The rebirth of Eastern European fashion house Nehera
Over the last few years, it has become fashionable to reinvigorate sleepy fashion houses; note the success of Carven, Delpozo, and, of course, Céline. Unlike those former couture designers, Jan Nehera was a Czechoslovakian entrepreneur renowned for his garment manufacturing in the first half of the 20th century. He opened over 130 fashion stores throughout Europe, Russia, USA and Northern and South Africa in the thirties before the developments of WWII halted business.
Skip to 1998, and the forgotten name, Nehera, was acquired by Ladislav Zdut, an expert in marketing and brand management. He got Samuel Drira in 2014 to run the creative side and reposition the name in the luxury sector. Drira, a French stylist and creative consultant who has worked with top tier luxury brands including Hermès, The Row and Christophe Lemaire, is also founder and editor of the Parisian magazine Encens, which portrays and discusses fashion as an art form, operating outside of seasonal trends.
Indeed, that’s precisely the tack Drira is taking with Nehera. ’The title of the first collection for S/S 2015 was "Blank Canvas"; we had to invent everything from scratch,’ he explains. ’We spent two months thinking about the basics; like "What is a white shirt? How should the collar be? The pocket? The cut?" I don’t think a designer anymore is someone who just makes a beautiful sketch, that’s a cliché, and that’s what I learnt from the designers I worked with in the past.’

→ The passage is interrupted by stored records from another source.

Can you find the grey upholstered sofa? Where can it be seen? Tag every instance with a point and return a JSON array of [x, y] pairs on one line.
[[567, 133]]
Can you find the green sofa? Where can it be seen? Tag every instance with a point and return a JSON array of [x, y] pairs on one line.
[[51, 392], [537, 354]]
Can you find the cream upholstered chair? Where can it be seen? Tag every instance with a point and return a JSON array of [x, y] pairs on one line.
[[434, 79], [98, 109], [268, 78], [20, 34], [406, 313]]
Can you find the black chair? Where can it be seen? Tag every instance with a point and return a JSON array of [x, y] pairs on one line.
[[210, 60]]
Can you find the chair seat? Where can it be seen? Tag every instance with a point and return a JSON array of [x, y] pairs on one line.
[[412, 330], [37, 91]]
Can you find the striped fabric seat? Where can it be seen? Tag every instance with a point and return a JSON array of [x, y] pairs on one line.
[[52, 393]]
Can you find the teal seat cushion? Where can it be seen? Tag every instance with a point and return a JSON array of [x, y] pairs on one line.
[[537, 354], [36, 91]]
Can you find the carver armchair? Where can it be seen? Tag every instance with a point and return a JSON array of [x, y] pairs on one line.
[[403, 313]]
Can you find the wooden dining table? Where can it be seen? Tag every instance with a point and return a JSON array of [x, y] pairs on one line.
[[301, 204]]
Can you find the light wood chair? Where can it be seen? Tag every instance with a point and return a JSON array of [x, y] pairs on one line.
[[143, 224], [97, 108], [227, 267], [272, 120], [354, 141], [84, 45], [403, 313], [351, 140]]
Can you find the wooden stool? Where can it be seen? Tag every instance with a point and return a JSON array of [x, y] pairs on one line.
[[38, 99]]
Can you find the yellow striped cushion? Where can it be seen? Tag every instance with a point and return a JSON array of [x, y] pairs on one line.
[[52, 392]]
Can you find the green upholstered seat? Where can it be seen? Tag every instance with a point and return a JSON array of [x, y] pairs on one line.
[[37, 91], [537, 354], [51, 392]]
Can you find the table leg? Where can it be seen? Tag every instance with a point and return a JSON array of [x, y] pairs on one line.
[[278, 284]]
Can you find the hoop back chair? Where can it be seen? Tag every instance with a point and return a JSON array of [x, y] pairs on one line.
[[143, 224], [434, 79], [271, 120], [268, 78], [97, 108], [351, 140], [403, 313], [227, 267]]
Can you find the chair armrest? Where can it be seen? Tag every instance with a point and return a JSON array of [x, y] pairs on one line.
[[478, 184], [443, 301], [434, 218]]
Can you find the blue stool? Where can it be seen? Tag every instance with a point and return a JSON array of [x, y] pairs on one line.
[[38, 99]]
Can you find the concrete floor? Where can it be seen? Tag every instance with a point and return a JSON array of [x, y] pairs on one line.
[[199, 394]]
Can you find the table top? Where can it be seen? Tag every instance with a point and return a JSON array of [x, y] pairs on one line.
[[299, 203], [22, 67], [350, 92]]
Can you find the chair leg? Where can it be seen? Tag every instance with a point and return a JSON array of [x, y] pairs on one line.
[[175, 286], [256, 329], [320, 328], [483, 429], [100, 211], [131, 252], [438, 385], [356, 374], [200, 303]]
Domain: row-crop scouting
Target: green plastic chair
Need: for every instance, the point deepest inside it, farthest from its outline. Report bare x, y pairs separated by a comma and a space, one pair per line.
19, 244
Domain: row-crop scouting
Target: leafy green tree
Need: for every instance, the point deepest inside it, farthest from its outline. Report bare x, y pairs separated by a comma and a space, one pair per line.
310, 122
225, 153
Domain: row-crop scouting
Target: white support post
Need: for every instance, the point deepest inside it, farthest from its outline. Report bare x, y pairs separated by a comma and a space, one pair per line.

Drira, who splits his time between Paris and the studio in Bratislava, showed his third Nehera collection for A/W 2015 at Paris fashion week in March. Rather than focusing on individual garments, Drira considers the whole silhouette, taking care to position details like trouser pockets in line with vents in an accompanying jacket or shirt. ’The shape of a comma provided the framework the silhouette. The finished look had a very narrow shoulder; there were elongated jackets with a big slit on the back so you can tie it and keep some volume.’

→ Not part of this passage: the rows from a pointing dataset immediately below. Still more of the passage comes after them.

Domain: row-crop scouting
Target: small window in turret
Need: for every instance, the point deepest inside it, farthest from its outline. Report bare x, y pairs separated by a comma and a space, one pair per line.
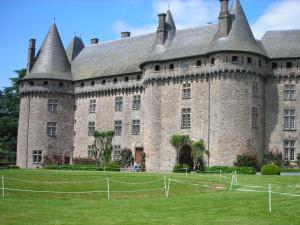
157, 68
249, 60
234, 59
274, 65
288, 65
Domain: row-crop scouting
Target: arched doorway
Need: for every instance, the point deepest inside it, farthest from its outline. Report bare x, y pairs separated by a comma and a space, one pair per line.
185, 156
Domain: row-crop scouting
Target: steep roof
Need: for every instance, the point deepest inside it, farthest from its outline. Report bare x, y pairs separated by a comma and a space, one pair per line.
282, 44
51, 61
240, 37
74, 48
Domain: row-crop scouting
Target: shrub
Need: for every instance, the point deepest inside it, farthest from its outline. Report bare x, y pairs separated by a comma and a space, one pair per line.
227, 169
270, 169
181, 168
246, 161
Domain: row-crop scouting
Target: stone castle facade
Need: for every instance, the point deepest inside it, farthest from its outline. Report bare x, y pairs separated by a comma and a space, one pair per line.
216, 83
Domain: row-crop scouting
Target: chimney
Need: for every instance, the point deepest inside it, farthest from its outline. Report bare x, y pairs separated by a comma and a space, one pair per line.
125, 34
94, 41
31, 54
224, 19
161, 29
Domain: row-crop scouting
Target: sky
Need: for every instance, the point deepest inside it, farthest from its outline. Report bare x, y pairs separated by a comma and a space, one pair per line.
21, 20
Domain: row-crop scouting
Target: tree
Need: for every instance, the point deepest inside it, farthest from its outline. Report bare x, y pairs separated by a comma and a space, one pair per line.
9, 116
198, 152
102, 146
178, 141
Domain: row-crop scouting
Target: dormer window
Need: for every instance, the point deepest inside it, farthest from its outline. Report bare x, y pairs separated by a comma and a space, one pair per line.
157, 68
274, 65
288, 65
234, 59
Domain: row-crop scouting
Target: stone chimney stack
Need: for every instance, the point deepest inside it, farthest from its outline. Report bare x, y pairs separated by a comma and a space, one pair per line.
94, 41
31, 54
161, 29
224, 19
125, 34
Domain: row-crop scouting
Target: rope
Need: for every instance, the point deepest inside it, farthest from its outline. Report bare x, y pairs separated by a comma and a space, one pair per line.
54, 182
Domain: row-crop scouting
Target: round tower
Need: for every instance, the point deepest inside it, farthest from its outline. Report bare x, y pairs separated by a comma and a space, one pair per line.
45, 132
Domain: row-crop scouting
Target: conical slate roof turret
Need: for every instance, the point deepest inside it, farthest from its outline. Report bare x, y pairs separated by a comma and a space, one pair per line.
51, 61
74, 48
240, 37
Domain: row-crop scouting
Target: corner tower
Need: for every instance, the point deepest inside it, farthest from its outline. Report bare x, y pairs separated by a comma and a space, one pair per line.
47, 105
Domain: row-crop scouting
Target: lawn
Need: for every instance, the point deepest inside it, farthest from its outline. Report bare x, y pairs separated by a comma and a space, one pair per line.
140, 198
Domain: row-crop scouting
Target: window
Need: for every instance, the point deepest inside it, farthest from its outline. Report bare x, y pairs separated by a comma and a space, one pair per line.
135, 129
118, 103
255, 89
186, 91
118, 127
186, 118
51, 128
254, 117
288, 65
157, 68
249, 60
52, 105
289, 150
289, 92
198, 62
117, 153
91, 151
136, 103
274, 65
91, 128
234, 59
37, 156
289, 119
92, 107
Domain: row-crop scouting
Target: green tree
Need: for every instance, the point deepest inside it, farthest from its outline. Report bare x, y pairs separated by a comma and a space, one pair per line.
102, 146
178, 141
9, 115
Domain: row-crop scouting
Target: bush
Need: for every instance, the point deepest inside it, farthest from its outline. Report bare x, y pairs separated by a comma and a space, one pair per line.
270, 169
227, 169
181, 168
246, 161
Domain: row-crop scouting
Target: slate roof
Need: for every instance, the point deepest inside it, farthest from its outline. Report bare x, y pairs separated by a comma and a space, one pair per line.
240, 37
74, 48
282, 44
51, 61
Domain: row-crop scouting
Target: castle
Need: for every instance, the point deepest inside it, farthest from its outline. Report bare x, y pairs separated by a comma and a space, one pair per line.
216, 83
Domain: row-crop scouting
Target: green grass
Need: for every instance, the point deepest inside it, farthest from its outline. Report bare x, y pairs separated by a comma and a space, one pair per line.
187, 204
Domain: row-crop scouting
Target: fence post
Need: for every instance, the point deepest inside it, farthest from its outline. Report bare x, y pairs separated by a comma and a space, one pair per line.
107, 182
3, 193
270, 198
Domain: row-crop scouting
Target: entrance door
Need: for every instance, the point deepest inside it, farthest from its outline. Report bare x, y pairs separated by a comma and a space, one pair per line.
138, 155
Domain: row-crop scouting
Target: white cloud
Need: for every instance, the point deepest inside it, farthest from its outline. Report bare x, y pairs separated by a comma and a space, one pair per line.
186, 14
280, 15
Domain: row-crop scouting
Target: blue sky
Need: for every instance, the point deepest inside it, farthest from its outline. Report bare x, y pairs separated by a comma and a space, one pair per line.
21, 20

The benefit of reinvigorating an under-the-radar brand means Drira can design without the shackles of history or an extensive archive. ’It’s not like working for a designer like Yves Saint Laurent,’ he readily admits. But, he is quick to point out, original founder Jan Nehera was a visionary in his own right. ’If you look back into history, around Prague and Vienna, which Bratislava is very close to, everybody was obsessed by the future and its optimism. In the painting and the literature [of the time] you see that, and Jan Nehera introduced something that had not been seen before; that was ready to wear. This is very inspiring somehow because he jumped into the unknown and it was an adventure, it wasn’t just a business.’